Former Neighbours star Eliza Szonert has reportedly been detained by Malaysian police as her battle for custody of her son escalates.

Szonert, 41, used a child recovery service to snatch her son from her former partner in a restaurant in Kuala Lumpur earlier this month.

Police are investigating that incident following a complaint from the boy’s father, Ashley Crick, 43.

The incident was recorded and posted online.

Szonert’s mother Kay confirmed last night that her daughter was in police custody and assisting with enquiries, but said no arrest had been made.

She told Fairfax media that Szonert had voluntarily attended the police station with a lawyer to make a statement, but had not yet been allowed to leave.

Szonert and her son were unable to leave Malaysia after reuniting earlier this month because Szonert claimed that Crick had their passports.

The couple split more than three years ago, and Szonert and her son were in Kuala Lumpur visiting Crick who works in the Malaysian capital.

The former couple argued, and Crick allegedly kicked Szonert out of the apartment, keeping her passport and their son.

Watch Eliza Szonert talk about reuniting with her son: 

Video via Sport News

Crick has disputed Szonert’s version of events and said having his child taken from him as they ate breakfast was “a parent’s worst nightmare”.


“Interpol is also involved. They have placed my son on every known watch list,” he told The Australian.

“I have additionally been working closely with the Australian high commission to ensure my son’s safety is not compromised.”

For the sake of his son, Crick said he wants to return to Australia and resolve the custody dispute in court here.

“In the interests of his safety, I would like to find a way to return to Australia with my son legally, where I will seek full custody through the Australian Court system in light of these events.

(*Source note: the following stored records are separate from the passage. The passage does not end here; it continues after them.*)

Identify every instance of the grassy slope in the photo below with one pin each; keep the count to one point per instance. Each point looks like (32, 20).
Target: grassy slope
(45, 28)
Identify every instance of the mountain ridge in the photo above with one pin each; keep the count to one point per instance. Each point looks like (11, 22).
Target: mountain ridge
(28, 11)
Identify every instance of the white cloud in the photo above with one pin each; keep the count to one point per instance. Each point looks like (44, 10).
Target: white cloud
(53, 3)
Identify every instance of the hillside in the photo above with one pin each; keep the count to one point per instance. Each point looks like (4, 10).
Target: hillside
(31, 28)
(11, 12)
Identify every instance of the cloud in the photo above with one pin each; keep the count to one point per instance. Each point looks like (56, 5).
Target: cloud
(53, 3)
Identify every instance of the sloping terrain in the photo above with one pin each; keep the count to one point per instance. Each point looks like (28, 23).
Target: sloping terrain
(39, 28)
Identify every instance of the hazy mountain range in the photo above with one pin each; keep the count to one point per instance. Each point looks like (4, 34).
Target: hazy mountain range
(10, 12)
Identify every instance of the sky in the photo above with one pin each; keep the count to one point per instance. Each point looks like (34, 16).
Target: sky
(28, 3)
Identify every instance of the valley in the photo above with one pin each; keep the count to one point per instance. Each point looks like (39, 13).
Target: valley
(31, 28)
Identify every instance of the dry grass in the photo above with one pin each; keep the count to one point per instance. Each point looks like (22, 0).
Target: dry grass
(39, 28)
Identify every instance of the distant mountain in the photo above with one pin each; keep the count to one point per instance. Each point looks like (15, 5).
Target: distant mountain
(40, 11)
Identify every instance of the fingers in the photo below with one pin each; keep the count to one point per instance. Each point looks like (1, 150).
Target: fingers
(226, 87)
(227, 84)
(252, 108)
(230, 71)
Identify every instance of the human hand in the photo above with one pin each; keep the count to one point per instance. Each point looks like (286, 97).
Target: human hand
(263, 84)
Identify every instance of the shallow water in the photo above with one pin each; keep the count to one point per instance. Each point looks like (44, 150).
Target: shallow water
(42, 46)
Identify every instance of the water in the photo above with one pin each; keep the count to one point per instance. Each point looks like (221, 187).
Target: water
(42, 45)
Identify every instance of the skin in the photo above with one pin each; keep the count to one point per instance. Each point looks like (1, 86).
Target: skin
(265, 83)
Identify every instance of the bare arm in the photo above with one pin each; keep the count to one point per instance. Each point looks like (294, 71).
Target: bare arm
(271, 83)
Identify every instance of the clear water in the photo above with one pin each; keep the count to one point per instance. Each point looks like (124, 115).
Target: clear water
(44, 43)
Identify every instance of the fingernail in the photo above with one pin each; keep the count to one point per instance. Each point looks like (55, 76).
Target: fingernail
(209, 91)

“I only hope that Eliza values our son’s wellbeing enough to comply with authorities so this can happen.”

Malaysian police told local media that the case is more of a family matter.

“I think this case is more towards a family conflict. The police will seek Szonert to record her statement,” Datuk Law Hong Soon, Kuala Lumpur’s police deputy chief, has said.

The case has played out publicly since news of Szonert’s actions broke over a week ago. Reports have alleged Szonert was seeking treatment for addiction in a South-East Asian rehabilitation facility before heading to Malaysia.

That claim has been denied by Szonert’s camp, with Kay Szonert saying her daughter had sought treatment for depression.

The boy at the heart of the dispute is reportedly in his grandmother’s care.

New Idea reported that Szonert had no regrets about her actions to reclaim her son.

“Absolutely I would do it all again,” she said.